Human Mononuclear Cell Adhesion Assay
To assess the adhesiveness of mononuclear cells, we modified a nonstatic adhesion assay previously described.5 Briefly, 7x106 peripheral blood mononuclear cells ({approx}5% monocytes and 70% T lymphocytes, as determined by flow cytometry) were added to the endothelial monolayer in each well and incubated at room temperature for 30 minutes on a rocking platform (Research Products International Corp). Each well was turned 90° at 15 minutes to allow uniform distribution of the peripheral blood mononuclear cells across the endothelial monolayer. Nonadherent cells were carefully washed off with binding buffer, and adherent cells were counted immediately by microscopy. Thirty-five high-power fields were counted for each 35-mm well by using a computer-aided image analysis system (ImageAnalyst, Automatix Corp). Adhesion assays for each subject were performed in triplicate.

During the course of the adhesion assay, some small aggregates of at least a dozen mononuclear cells were observed. Cells contained within these groups were nonadherent and were removed by washing with binding buffer at the end of the adhesion assay. A similar aggregate formation has also been reported by Lehr and colleagues,24 25 who noted that in vivo administration of oxidized LDL induced rolling as well as a tendency of adhesive leukocytes to form aggregates of >=3 cells.

Flow Cytometry
To characterize the predominant mononuclear cells bound to the endothelial monolayer, we analyzed adherent cells by using a flow cytometer (FACScan, Becton Dickinson, Inc). Adherent cells were removed by incubation with HBSS-EDTA for 5 minutes and resuspended in 200 µL binding buffer. Cells were then incubated with monoclonal antibodies conjugated to a fluorescent tag (phycoerythrin and FITC) for 30 minutes at a 1:100 dilution on ice. Anti-human phycoerythrin-CD14 monoclonal antibody (Sigma) was used to detect monocytes. Murine anti-human FITC-CD3 (Phar- Mingen, Inc) monoclonal antibody was used to stain T cells. Some experiments used anti-human FITC-CD19 (Sigma) to characterize B lymphocytes. Dead cells were detected by propidium iodide (Molecular Probes) incorporation and were excluded from our analysis.26 Endothelial cells were eliminated from our analysis by electronic gating.

The surface expression of L-selectin, which is shed from leukocytes on activation,27 and MAC-1, which is upregulated on activation,28 29 were compared in mononuclear cells isolated by density gradient centrifugation versus mononuclear cells in whole blood collected from the same donor. Surface expression of L-selectin and MAC-1 was assessed by using DREG-200 and IB4 monoclonal antibodies (kindly provided by Dr Eugene C. Butcher, Stanford University School of Medicine, California), respectively, and did not differ between isolated mononuclear cells and those in whole blood, indicating that our isolation procedure was not activating the mononuclear cells (data not shown).
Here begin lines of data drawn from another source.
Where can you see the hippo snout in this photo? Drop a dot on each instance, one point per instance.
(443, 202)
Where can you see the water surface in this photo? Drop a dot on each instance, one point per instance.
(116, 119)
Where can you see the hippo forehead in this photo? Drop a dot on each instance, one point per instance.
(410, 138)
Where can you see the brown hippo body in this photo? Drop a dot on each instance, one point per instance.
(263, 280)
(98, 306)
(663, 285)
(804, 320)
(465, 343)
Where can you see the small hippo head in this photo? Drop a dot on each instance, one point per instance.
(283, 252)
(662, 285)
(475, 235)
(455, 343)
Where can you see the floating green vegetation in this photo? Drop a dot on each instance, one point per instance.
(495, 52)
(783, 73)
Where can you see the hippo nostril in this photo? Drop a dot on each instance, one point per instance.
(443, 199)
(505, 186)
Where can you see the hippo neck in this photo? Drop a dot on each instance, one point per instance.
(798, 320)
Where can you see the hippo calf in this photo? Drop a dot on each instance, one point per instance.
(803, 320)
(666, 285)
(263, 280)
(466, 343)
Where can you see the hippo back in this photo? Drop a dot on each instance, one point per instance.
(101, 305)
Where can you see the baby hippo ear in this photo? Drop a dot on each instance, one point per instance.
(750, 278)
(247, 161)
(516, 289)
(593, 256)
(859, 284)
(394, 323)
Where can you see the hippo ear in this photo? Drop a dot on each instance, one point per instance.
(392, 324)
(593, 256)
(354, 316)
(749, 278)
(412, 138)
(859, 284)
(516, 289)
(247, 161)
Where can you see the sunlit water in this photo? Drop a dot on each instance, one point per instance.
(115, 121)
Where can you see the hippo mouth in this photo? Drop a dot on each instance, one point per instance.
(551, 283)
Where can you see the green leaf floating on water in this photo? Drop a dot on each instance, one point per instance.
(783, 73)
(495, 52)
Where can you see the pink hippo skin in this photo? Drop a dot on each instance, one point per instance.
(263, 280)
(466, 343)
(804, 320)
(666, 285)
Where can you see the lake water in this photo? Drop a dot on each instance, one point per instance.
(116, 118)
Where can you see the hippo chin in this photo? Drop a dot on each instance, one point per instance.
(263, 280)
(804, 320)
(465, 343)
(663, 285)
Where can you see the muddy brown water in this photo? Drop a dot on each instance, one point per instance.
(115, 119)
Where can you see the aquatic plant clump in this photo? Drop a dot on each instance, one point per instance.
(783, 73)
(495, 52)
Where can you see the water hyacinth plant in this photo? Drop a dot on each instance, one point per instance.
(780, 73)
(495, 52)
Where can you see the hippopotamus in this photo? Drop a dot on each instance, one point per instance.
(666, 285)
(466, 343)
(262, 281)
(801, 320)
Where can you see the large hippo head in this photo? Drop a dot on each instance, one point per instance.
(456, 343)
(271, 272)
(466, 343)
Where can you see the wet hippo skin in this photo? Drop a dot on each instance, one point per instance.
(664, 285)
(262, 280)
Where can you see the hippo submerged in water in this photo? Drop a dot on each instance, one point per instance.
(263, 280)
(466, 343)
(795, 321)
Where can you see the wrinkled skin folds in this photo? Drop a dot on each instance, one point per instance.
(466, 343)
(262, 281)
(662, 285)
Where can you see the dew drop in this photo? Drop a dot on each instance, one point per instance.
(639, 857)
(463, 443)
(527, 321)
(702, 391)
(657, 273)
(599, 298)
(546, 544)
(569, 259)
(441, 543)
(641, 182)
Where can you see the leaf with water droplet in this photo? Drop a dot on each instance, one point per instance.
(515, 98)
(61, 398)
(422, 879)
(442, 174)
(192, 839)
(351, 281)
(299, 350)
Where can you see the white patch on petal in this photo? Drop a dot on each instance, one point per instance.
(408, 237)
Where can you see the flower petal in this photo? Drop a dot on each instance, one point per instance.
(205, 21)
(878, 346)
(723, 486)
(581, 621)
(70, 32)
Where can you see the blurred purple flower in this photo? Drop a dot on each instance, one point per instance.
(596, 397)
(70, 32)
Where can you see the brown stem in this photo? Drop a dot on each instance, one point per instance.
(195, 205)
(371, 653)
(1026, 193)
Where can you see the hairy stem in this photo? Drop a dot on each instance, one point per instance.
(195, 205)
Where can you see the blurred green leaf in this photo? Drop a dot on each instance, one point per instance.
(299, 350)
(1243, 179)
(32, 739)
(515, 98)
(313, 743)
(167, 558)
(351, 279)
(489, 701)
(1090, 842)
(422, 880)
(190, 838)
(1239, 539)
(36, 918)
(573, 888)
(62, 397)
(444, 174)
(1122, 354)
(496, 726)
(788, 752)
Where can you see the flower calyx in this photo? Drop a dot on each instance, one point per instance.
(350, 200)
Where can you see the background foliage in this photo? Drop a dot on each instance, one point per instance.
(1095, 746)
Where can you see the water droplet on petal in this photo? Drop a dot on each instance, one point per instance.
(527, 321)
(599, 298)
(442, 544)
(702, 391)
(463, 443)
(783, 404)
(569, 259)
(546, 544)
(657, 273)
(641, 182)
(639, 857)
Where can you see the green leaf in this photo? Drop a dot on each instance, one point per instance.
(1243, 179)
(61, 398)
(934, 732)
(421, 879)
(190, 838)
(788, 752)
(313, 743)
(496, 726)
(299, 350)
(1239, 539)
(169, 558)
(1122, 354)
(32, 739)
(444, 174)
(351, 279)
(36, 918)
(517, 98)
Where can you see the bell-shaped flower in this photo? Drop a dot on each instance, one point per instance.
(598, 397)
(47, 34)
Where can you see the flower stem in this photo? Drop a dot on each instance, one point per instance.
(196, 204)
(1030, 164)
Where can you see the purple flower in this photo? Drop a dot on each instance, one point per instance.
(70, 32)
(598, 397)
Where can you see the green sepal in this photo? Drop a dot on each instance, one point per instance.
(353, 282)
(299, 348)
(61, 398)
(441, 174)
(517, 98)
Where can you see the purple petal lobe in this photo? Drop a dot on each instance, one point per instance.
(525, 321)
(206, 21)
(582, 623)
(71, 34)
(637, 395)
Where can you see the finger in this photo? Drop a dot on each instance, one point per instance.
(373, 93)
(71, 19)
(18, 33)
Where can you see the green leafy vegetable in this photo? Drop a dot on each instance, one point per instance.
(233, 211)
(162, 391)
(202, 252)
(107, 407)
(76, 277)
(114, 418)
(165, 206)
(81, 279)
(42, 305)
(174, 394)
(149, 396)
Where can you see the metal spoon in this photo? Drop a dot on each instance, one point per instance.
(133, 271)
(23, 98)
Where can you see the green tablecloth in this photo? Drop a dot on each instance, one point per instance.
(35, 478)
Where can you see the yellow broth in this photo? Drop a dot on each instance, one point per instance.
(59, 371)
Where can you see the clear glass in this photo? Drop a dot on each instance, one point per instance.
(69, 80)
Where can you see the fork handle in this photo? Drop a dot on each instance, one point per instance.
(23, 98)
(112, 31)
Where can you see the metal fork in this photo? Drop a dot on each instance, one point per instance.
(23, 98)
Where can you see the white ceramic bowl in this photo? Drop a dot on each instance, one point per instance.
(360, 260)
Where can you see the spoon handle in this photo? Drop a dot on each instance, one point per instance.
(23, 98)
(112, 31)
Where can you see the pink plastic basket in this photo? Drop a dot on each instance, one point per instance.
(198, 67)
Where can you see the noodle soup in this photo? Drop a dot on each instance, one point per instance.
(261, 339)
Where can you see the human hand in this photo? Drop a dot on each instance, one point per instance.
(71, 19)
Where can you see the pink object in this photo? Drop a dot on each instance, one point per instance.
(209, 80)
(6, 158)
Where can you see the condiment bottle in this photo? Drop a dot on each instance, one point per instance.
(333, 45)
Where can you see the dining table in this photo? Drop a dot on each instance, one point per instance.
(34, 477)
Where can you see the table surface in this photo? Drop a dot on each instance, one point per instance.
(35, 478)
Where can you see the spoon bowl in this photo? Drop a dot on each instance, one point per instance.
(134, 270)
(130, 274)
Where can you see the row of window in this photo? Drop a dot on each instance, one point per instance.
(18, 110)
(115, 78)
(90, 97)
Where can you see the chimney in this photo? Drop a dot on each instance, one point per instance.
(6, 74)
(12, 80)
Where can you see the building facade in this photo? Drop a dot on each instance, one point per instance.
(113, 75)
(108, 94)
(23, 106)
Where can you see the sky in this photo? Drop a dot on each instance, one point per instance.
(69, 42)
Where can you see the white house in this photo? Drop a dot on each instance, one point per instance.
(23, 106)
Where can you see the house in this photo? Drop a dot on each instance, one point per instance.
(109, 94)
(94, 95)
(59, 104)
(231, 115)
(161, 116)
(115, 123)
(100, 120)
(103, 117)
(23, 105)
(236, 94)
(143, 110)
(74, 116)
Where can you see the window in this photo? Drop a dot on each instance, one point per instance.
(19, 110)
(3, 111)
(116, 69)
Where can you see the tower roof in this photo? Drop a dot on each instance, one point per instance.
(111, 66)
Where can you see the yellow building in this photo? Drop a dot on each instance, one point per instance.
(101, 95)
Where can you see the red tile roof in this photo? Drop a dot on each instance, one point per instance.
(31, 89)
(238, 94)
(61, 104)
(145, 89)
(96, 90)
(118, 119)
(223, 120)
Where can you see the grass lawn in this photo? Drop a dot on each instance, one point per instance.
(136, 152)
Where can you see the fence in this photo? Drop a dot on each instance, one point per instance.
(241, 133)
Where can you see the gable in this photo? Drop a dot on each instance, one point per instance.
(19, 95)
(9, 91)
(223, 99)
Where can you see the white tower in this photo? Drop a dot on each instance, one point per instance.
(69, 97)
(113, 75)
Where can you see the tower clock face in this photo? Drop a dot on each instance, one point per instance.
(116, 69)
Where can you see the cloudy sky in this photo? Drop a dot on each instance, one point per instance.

In Vitro Monocyte-Endothelial Coculture Studies
To study the effect of endothelium-derived NO on monocyte adhesiveness, the following studies were performed. Bovine aortic endothelial cells (passages 7 to 9) were grown to confluence in Falcon 3502 tissue culture plates (Fisher Scientific) with DMEM (GIBCO-BRL) supplemented with 10% FCS. One day before use, FCS levels were reduced to 1%. Bovine aortic endothelial cells were placed in serum-free DMEM 1 hour before stimulation with ADMA. DMEM contains 4x10-4 mol/L L-arginine. ADMA was then added for final concentrations of 4x10-6, 8x10-6, and 1.6x10-5 mol/L. The latter 2 concentrations result in L-arginine/ADMA ratios approximating those seen in our NC subjects (50:1) and HC patients (25:1), respectively. SDMA, the biologically inactive stereoisomer of ADMA, was also used at a final concentration of 8x10-6 mol/L, corresponding to the L-arginine/SDMA ratios seen in our subjects. All treatments were performed in triplicate.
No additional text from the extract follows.